The entire premise of the Center for Jewish Nonviolence is that there’s power in using our privilege as Jews from the Diaspora to resist the occupation in solidarity with Palestinian and Israeli nonviolent activists. But I didn’t know just how powerful it was until this summer in Hebron, when the Israeli police went to great lengths not to arrest those of us who were American, European, and Australian Jews.
The State of Israel has always been dependent on support from Jews in the Diaspora, from its founding to today. American Jews donate close to $2 billion a year to Israel. But it’s not just the money that the Israeli government is dependent on.

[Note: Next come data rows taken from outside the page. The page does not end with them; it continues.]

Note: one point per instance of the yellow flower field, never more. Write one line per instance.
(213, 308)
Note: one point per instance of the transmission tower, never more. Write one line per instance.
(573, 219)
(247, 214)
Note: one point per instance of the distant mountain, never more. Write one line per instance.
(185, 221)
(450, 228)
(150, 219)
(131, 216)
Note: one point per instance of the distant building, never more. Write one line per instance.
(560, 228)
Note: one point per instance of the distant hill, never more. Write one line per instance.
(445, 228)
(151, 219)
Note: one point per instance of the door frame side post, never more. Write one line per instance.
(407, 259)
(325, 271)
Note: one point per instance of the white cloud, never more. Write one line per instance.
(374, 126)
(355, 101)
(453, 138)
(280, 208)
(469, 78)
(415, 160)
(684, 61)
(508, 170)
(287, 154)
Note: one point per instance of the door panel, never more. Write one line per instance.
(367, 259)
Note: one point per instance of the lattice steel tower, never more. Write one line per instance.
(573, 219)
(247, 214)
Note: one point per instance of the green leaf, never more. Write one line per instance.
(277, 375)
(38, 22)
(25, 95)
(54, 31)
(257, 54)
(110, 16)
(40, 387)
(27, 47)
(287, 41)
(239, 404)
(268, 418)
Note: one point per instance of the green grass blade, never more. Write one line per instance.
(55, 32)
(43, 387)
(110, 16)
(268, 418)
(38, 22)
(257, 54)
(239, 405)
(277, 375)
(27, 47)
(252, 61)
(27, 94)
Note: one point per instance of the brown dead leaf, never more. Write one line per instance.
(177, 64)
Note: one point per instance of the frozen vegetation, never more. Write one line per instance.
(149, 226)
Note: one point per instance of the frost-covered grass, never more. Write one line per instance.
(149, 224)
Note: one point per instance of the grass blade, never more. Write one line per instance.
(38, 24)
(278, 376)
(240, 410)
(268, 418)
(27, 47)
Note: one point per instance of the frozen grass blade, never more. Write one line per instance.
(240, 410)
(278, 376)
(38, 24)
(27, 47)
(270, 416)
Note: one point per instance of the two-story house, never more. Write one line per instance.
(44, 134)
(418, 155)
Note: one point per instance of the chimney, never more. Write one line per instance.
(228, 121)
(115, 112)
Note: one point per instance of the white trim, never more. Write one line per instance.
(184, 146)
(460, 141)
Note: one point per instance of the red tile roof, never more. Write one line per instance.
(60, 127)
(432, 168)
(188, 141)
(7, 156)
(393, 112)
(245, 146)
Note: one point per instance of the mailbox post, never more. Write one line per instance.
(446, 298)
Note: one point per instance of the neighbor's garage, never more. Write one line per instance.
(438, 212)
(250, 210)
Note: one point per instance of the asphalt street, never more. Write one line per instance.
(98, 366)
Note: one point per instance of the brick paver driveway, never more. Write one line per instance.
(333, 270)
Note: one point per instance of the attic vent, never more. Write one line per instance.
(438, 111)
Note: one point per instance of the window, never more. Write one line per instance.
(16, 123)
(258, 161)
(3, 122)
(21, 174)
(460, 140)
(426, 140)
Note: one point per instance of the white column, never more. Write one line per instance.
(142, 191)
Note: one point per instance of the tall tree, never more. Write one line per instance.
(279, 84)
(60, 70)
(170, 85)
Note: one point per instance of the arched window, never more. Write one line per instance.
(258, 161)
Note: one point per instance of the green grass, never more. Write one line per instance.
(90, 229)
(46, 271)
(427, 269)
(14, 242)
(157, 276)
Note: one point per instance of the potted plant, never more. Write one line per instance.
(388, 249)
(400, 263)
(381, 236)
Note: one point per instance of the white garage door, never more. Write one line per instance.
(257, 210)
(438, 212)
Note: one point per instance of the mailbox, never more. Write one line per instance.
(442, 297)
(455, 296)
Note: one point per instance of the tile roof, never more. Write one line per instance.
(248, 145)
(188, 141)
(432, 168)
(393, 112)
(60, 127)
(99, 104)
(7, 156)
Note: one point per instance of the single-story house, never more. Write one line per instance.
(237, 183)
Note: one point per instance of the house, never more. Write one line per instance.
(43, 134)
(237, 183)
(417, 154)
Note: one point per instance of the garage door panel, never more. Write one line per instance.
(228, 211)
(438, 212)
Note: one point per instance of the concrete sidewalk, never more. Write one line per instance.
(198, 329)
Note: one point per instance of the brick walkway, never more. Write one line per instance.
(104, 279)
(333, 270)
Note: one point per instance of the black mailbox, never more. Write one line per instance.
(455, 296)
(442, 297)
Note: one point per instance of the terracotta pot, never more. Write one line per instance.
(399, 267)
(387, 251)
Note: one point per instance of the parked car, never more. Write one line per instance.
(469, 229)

Prime Minister Benjamin Netanyahu claims that he represents all Jews, and he attempts to equate all criticism of Israeli policy as anti-Semitism. By showing up on the ground to protest the Israeli occupation, we can discredit both of these fallacies at the same time. Jews from the Diaspora have a unique and powerful tool to use in the form of nonviolent activism, since we can simultaneously demonstrate that Netanyahu does not represent us and show that working for peace and justice are inherently Jewish values, that occupation is the aberration.
Our presence as Diaspora Jews protesting the occupation puts the Israeli government in a bind: They don’t want to let us do peace activism, because Israeli policy in the territories is a policy of oppression—why else would they prevent us from building a movie theater? At the same time, if Israeli police or army arrest Diaspora Jews for doing peace activism, it disproves Netanyahu’s claim that he represents all Jews; even more, it makes it impossible for the Israeli government to claim that it is a seeker of peace, when in fact, it is the perpetrator of occupation.
That’s why they didn’t want to arrest us. And that’s why I’m going back.